Sylla pense que la nature commerciale du gouvernement Trump marquera fortement Washington. “Ce sera une différence essentielle avec le gouvernement Obama. En tant qu’homme d’affaires, Trump pense que les personnes comme lui ont des idées bien meilleures que les économistes issus du monde académique dont s’entourait Obama. Il suffit d’observer les personnes qu’il rassemble autour de lui: l’investisseur Wilbur Ross, le CEO d’Exxon Rex Tillerson et Gary Cohn de Goldman Sachs.” Ce n’est pas une garantie de succès, dit Sylla. Il qualifie les promesses de Trump de “trop sauvages”.

Trump promet que l’Amérique aura “tout autant de succès” que la Trump Organization. Avec six faillites, la réalité n’a pas été aussi florissante que Trump la présente.

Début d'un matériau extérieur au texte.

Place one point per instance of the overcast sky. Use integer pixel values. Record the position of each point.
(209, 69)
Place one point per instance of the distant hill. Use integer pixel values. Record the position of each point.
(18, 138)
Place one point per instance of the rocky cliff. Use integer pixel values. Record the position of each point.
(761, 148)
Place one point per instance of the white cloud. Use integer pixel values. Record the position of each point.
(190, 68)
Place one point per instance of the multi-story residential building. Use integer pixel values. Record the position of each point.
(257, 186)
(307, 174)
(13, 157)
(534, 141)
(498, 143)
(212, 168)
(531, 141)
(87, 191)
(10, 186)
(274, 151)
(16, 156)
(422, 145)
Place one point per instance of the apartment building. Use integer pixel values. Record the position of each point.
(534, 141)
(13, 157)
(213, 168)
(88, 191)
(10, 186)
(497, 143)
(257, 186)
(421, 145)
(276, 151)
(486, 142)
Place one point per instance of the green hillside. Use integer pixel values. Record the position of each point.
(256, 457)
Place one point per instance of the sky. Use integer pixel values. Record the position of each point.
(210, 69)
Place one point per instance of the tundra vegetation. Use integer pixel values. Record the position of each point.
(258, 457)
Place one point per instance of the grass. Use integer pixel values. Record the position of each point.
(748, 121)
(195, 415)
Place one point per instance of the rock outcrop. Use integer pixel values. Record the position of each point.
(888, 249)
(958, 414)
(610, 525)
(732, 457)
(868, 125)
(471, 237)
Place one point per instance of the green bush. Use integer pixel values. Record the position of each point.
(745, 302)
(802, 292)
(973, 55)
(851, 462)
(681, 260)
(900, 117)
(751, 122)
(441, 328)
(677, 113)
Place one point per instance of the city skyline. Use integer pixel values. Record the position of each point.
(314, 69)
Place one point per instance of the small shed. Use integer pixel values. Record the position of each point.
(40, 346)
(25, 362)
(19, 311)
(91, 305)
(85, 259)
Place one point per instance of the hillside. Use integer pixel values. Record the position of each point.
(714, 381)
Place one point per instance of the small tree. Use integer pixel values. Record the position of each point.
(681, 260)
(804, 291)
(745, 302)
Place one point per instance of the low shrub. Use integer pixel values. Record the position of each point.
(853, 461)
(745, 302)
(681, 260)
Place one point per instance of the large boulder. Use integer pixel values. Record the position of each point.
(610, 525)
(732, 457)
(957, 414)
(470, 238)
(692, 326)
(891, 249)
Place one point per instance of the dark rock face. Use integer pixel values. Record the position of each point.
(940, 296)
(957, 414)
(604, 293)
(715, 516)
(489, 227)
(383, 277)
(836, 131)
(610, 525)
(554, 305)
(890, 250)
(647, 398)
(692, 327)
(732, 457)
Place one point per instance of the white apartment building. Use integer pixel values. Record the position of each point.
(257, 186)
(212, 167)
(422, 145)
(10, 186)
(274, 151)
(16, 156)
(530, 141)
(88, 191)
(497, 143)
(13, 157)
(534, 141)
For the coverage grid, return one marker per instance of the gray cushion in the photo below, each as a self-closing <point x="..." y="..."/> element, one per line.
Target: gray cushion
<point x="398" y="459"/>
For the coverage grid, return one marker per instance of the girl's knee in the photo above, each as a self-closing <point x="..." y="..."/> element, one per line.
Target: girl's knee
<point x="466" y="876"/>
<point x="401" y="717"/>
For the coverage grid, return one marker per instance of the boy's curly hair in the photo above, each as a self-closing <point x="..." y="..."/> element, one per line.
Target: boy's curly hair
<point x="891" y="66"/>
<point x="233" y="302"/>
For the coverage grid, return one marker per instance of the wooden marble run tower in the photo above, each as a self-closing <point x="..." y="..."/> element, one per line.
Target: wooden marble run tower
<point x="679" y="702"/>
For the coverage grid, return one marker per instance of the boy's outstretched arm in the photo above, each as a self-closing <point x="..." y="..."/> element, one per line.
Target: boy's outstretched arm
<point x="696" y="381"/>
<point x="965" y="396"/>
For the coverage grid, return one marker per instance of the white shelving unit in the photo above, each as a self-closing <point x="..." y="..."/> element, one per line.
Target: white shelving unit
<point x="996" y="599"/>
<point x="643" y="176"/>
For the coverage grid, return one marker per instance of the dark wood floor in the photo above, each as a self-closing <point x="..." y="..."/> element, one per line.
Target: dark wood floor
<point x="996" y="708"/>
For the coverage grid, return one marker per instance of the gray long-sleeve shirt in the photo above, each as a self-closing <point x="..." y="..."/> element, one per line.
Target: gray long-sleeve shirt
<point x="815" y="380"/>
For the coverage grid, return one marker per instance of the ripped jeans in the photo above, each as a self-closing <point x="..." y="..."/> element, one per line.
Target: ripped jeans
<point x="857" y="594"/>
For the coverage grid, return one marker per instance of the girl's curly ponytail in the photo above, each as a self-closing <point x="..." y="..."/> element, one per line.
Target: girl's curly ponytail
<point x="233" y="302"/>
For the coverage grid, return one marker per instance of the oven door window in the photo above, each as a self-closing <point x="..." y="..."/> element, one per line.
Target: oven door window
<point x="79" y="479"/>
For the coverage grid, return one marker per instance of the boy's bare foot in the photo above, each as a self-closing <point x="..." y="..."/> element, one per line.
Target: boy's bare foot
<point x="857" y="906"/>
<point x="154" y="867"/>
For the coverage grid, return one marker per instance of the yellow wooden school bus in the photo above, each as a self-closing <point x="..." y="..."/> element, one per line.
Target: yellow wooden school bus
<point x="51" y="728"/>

La société déficitaire Trump Casino Hotels & Resorts était entrée en bourse en 1995. Cela avait conduit à une débâcle pour les entrepreneurs, les investisseurs et les banques qui ont financé Trump. Comme bien souvent, Trump s’en est lui-même bien sorti. Les milliards de pertes lui ont procuré d’énormes avantages fiscaux pendant des années, comme cela avait été révélé lors de la campagne électorale. Combien, ce n’est pas clair, parce que Trump garde sa déclaration fiscale secrète, contrairement à la tradition des présidents américains. Trump s’est vanté que cela prouve uniquement qu’il est un homme d’affaires intelligent.

Beaucoup de ce que Trump touche se transforme en poussière…

“Un Midas moderne”, disait Cay Johnston de l’homme qu’il suit déjà depuis les années quatre-vingt. “Mais beaucoup de choses qu’il touche se transforment en poussière et non en or.” L’auteur explique que la transition de la présidence vers le monde des entreprises est plus facile que l’inverse. “Une transition vers la politique est remplie de conflits culturels et organisationnels. Les sociétés avec un seul propriétaire comme la Trump Organization sont dirigées comme des dictatures, alors que les dirigeants dans les démocraties ont des marges de manoeuvre limitées. Ils doivent négocier des compromis.”

Trump s’érige donc comme l’homme le plus riche ayant jamais occupé la Maison-Blanche. Il dit ne pas avoir besoin de salaire annuel, tout comme son gendre. Il a ses propres avions et hélicoptères, et sa famille peut utiliser Air Force One. Trump dispose du lieu de villégiature présidentiel à Camp David, mais il a sa propriété récréative personnelle en Floride. Il dit: “je ne deviens pas un président qui prend des congés et qui part en vacances.”